Mod operation

Wed Nov 25 13:36:14 CET 2009

       Niels,

> The new dvision functions come in the flavors div_qr, bdiv_qr, div_q,
> bdiv_q. At least for bdiv, bdiv_q is more efficient than bdiv_qr (for
> truncating division, divappr_q is faster than div_qr, but correct
> division as required for div_q is more subtle).
> 
> What about div_r and bdiv_r, returning remainder only? One reason that
> is interesting is that bdiv_r is essentially redc. When discussed
> earlier, I think the conclusion has been that you can only save a
> little storage if you don't care about the remainder, but no
> computation.

I guess you mean "you don't care about the quotient" here, as Torbjörn
pointed out.

> One interesting exception to that conclusion is the mod_1 algorithm,
> based on a suggestion from Montgomery, where one precomputes B^k mod
> m and use that to iteratively reduce the inputs mod m B^j.
> 
> I wonder if that idea can be applied to general division. Say we want
> to compute x mod m, where x = x0 + x1 B + x2 B^2 + x3 B^3 and m = m0 +
> m1 B (here, the base B represents n limbs, so its a 4n by 2n limb
> operation).
> 
> Assume we can precompute for free any m-dependent values we feel like.
> Let m3 = B^3 mod m. Then clearly
> 
>   x = x0 + x1 B + x2 B^2 + x3 * m3 = x (mod m)
> 
> So by one 2n x n multiplication, we reduce input size from 4n to 3n.
> There remains one 3n / 2n division, which can be done using one n x n
> multiply to get the quotient, and an 2n x n to get the remainder.
> 
> In total, we have two 2n x n and one n x n. This can be compared to
> Barrett that uses two 2n x 2n, or block wise Barrett, which uses two
> 2n x n and two n x n, or BZ, which uses two 2n / n and one n x n.

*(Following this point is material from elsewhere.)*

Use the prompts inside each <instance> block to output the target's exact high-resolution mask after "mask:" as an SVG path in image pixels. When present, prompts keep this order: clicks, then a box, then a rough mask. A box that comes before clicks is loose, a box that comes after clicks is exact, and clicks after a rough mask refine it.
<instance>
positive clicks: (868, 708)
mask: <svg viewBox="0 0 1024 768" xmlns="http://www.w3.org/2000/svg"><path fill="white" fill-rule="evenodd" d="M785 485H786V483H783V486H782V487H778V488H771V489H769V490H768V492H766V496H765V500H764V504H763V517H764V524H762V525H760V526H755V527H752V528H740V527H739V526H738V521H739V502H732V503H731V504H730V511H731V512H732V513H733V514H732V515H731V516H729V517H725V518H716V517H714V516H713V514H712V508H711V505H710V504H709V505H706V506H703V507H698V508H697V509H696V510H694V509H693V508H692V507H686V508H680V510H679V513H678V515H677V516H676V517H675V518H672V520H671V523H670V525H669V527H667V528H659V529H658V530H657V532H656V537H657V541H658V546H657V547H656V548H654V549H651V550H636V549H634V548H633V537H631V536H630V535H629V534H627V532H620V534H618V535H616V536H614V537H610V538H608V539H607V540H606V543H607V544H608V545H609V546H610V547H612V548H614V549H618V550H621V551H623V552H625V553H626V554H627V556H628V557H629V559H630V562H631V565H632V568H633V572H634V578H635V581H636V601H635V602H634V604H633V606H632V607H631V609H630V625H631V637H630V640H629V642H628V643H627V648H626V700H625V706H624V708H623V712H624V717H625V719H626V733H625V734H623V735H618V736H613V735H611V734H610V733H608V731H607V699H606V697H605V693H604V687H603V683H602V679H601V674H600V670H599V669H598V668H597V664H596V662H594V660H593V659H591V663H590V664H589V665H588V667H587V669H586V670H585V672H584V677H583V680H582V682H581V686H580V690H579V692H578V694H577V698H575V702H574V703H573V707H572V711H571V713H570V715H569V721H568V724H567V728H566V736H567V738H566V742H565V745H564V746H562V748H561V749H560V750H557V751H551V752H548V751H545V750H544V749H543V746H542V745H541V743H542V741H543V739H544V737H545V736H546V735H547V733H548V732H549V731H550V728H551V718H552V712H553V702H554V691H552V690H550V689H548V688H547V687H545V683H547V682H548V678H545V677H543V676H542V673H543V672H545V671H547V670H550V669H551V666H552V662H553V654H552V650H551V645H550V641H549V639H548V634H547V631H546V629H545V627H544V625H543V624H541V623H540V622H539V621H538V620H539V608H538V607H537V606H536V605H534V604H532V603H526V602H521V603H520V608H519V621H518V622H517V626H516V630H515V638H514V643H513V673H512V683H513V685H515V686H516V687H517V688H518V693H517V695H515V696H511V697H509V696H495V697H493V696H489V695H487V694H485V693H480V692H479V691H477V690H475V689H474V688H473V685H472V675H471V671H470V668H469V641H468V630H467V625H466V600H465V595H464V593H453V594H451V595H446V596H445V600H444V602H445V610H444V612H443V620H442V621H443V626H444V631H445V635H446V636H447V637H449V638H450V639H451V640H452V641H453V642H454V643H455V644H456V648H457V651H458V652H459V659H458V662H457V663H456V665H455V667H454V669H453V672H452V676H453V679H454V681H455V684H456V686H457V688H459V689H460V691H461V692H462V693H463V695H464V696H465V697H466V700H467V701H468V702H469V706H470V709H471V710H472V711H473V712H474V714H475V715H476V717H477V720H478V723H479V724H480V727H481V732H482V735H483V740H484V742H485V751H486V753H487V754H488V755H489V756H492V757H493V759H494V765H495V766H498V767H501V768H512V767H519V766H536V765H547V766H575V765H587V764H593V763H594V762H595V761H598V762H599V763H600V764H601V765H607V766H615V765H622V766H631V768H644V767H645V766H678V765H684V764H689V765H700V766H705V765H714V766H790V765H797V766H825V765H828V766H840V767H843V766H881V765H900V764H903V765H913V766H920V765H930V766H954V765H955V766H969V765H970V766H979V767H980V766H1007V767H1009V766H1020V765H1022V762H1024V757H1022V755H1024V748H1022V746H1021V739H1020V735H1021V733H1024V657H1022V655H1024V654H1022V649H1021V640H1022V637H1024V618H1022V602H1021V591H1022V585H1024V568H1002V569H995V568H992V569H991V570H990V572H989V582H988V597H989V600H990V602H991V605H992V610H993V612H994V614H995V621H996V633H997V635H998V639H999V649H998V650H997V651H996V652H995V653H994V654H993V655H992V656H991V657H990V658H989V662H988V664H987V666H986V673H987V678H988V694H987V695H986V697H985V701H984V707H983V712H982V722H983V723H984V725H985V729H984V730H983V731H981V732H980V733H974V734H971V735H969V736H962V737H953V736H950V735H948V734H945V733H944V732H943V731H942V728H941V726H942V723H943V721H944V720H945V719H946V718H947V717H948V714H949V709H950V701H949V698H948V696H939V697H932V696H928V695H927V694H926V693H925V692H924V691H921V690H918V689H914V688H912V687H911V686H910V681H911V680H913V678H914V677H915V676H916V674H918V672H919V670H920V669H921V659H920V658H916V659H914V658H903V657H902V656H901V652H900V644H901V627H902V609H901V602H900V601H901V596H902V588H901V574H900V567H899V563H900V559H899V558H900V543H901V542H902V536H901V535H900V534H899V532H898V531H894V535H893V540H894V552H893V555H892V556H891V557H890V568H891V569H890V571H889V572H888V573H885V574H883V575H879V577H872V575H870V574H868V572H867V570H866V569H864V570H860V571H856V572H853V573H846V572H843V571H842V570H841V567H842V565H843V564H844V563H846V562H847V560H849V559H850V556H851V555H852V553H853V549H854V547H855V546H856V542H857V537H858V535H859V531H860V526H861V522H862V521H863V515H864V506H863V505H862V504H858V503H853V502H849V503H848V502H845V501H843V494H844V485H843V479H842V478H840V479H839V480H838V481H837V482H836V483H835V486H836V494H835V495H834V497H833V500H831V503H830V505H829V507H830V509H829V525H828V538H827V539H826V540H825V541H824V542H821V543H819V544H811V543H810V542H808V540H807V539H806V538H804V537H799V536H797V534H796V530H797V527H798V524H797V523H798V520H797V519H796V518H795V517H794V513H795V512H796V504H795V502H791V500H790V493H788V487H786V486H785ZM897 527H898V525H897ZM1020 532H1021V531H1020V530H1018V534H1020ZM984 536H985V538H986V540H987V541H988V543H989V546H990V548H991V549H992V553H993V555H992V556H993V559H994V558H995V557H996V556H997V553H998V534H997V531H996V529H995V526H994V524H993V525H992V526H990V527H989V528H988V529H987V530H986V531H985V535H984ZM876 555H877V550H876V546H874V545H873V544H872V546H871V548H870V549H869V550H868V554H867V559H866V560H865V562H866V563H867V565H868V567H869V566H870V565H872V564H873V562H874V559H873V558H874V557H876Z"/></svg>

yes, the algorithm you describe was published by Hasenplaugh, Gaubatz and
Gopal in the proceedings of Arith-18. See also the end of page 39 in [1].
But in my opinion this is just another view of Svoboda's algorithm: in
Svoboda's algorithm you precompute a multiple of m which is just over
B^3, i.e., k*m = B^3 + r, whereas in the algorithm of Hasenplaugh, Gaubatz,
and Gopal (or should we attribute it to Montgomery?) you compute
B^3 mod m, i.e., you get m3 = -r (mod m).

> Questions:
> 
> 1. Does this make sense? It's clearly a win over Barrett, at least if
>    multiplies are done by schoolbook, and it's a win over BZ, assuming
>    that 2n/n is slower than n x n. It's less clear what the numbers
>    should be above schoolbook range, in particular since unbalanced
>    products 2n x n are of central importance.

yes it makes sense, in the Karatsuba range you get 5/3M(n) instead of 2M(n).
But it requires a precomputation. You can even do more precomputations and
iterate this "folding" idea, see the article of Hasenplaugh, Gaubatz and Gopal.

> 2. Can it be adapted to 2-adic division (bdiv)? What's unclear to me
>    is what the precomputed value m3 corresponds to in a 2-adic
>    setting.
> 
>    For a start, is the p-adic remainder operation even linear (for a
>    fixed modulo m)?

yes, see Algorithm MontgomerySvoboda2 in [1] (page 79).

> Regardss,
> /Niels

Paul

[1] Modern Computer Arithmetic, Richard Brent and Paul Zimmermann,
version 0.4, November 2009, http:°www.loria.fr/~zimmerma/mca/mca-0.4.pdf.